Des craintes subsistent
L’édition 2019 du Sondage Sanofi Canada sur les soins de santé a révélé que 74 % des participants de régimes collectifs consentiraient à se soumettre à un test pharmacogénétique. Pour leur part, 65 % des promoteurs de régime se disent prêts à les couvrir.
Par ailleurs, 85 % des assurés approchés dans le cadre du projet pilote de SSQ ont accepté de passer le test.
Néanmoins, certains employés sont encore réticents à l’idée de partager certaines de leurs données génétiques. Employeurs et assureurs doivent donc miser sur la communication pour rassurer les participants. «Les résultats du test sont transmis à l’assuré, puis celui-ci peut donner l’autorisation à son médecin de les consulter. L’assureur et l’employeur ne reçoivent aucun résultat, insiste M. Trudel. En expliquant bien le fonctionnement du programme, ça rassure les gens.»
Les praticiens se montrent eux aussi de plus en plus ouverts à utiliser les résultats des tests génétiques. «Quand on demande aux médecins s’ils désirent savoir si leur patient va métaboliser plus lentement ou plus rapidement un médicament que la moyenne, la plupart répondent oui sans hésiter», souligne M. Cameron.
Du point de vue légal, Ottawa a adopté, en 2017, la Loi sur la non-discrimination génétique, qui vise notamment à empêcher qu’un assureur puisse utiliser les données génétiques d’un individu pour lui refuser une couverture d’assurance ou encore revoir ses primes à la hausse.

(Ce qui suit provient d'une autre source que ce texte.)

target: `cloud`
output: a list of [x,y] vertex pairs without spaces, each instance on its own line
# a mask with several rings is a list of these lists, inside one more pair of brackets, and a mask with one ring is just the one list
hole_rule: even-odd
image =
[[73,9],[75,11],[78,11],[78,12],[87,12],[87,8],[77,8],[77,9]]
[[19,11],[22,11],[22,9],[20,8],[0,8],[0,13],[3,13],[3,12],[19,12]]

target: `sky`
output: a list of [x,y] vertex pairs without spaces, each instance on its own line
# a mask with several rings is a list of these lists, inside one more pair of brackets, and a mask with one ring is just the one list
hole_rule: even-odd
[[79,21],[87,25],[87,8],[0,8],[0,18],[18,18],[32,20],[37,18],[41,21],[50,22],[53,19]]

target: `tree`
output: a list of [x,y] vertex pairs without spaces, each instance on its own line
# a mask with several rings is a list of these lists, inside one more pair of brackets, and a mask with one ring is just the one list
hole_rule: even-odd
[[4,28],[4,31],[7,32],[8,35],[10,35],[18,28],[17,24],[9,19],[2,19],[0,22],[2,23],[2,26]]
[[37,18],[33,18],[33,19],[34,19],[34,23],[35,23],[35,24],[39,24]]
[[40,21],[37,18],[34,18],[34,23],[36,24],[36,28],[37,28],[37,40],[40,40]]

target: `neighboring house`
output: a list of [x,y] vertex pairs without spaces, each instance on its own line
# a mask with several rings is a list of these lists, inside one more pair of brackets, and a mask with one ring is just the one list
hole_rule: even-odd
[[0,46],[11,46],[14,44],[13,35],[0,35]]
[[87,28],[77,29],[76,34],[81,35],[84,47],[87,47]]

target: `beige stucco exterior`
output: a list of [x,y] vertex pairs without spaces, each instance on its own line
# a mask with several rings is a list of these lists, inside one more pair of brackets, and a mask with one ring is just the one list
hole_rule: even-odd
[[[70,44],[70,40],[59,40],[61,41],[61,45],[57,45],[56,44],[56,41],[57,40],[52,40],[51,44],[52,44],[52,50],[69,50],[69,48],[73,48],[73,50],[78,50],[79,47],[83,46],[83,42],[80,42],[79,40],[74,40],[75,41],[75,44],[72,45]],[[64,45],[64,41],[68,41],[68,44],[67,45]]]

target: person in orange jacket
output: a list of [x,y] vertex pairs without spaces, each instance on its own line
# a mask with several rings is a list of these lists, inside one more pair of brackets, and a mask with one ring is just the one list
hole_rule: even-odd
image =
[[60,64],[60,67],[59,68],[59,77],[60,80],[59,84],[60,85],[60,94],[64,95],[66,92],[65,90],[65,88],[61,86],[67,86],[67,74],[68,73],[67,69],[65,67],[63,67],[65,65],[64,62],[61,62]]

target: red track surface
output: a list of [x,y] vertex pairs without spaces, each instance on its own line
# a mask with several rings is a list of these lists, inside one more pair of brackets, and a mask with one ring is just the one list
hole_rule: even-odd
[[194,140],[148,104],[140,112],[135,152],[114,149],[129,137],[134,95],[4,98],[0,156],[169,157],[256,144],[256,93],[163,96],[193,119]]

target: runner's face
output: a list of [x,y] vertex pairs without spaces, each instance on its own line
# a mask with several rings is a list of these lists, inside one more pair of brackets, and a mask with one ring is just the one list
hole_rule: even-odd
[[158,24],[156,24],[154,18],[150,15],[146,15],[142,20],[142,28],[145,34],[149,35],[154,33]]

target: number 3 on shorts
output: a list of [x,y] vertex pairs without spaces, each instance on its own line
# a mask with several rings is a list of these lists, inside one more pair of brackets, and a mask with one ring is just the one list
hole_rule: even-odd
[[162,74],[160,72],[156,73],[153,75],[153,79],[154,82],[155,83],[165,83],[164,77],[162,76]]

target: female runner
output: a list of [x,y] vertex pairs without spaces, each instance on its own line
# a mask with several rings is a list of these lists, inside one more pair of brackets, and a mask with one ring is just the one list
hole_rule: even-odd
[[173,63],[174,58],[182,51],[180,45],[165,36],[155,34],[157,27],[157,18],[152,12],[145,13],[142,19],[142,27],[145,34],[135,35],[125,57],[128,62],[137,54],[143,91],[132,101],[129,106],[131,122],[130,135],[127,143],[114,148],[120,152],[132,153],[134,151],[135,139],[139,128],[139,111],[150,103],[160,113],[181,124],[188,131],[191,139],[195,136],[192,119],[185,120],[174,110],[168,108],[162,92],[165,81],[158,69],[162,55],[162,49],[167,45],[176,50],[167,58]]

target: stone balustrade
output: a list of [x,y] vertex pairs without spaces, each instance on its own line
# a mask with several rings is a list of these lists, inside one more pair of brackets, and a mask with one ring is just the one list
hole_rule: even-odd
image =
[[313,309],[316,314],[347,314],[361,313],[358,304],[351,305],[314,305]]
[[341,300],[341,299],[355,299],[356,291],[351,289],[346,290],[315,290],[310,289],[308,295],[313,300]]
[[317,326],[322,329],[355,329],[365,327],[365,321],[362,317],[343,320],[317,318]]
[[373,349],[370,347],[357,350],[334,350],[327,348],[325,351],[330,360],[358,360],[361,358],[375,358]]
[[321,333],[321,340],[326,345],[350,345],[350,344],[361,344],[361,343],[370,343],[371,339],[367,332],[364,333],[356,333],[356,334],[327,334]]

Au printemps 2018, la Cour d’appel du Québec a contesté la constitutionnalité de cette loi, arguant qu’il s’agissait d’un champ de compétence provinciale. En attendant le jugement de la Cour suprême du Canada, les articles de la Loi sont néanmoins toujours valides.
Dans tous les cas, la pharmacogénétique n’est pas réellement concernée par la Loi. «Les tests pharmacogénétiques sont totalement différents des tests génétiques prédictifs, précise M. Cameron. Ils analysent uniquement les gènes qui ont un impact sur la métabolisation des médicaments. Ils ne permettent pas de savoir si une personne a un risque accru de développer un cancer, par exemple.»